I congratulate Johann Lamont on bringing this important matter before the Parliament. The Social Inclusion, Housing and Voluntary Sector Committee happened upon the issue while considering the housing stock transfer. We received a lot of evidence telling us that there was a skills shortage problem and, at the same time, an economic opportunity that has to be grasped.

Like others, I have no expertise in this area, although I once worked on a distillery warehouse construction site when I was a student—I do not know whether that counts as relevant experience. The issue of planning is important. The stock transfer alone has the potential to create something like 3,000 additional jobs in construction. Assuming that a large portion of that number will be skilled tradespeople not labourers, it will take three or four years to train them. It will be a while before the stock transfer gets off the ground, but we can clearly see that there is a time lag problem.

It is important that we get together the various interest groups, such as the council, the Scottish Executive and the colleges. Johann Lamont did not mention the colleges much, but I will mention that South Lanarkshire College has a specialism in construction and has had to lay off staff in the past year as a result of a lack of demand for their services.
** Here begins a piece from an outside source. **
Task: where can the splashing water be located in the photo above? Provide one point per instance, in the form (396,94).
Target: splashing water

That is a ludicrous situation and we must deal with it.

We have to get a programme in place, monitor it and identify recruits from the areas in need. As work will be done on the houses in those areas, it seems reasonable that local people should benefit most. The construction industry is noted for the ebbs and flows of its business—at times there is an excess of work; at other times people are laid off. We have to create a situation in which the flow of work is steadier. When the big boost caused by the stock transfer ebbs away, there should be something to replace it.

My final point concerns the issue of safety. As all members are aware, the construction industry employs a significant number of non-employees, by which I mean technically self-employed people who are not protected to the same extent by employment legislation and, for example, do not get paid if there is no work for them. We must encourage ways of maintaining employment conditions—the unionisation of the work force is important in that respect. As for the industry's safety record, members have rightly touched not just on the number of fatalities but on the number of injuries. Although, in my former life, I progressed accident claims of that kind, I would be delighted if better safety standards in these industries resulted in a much safer environment for people to work in.

We have to get this major economic opportunity for Glasgow right; it will happen only once in this generation and we will have only ourselves to blame if we miss it. Let us put all hands on deck and make it work.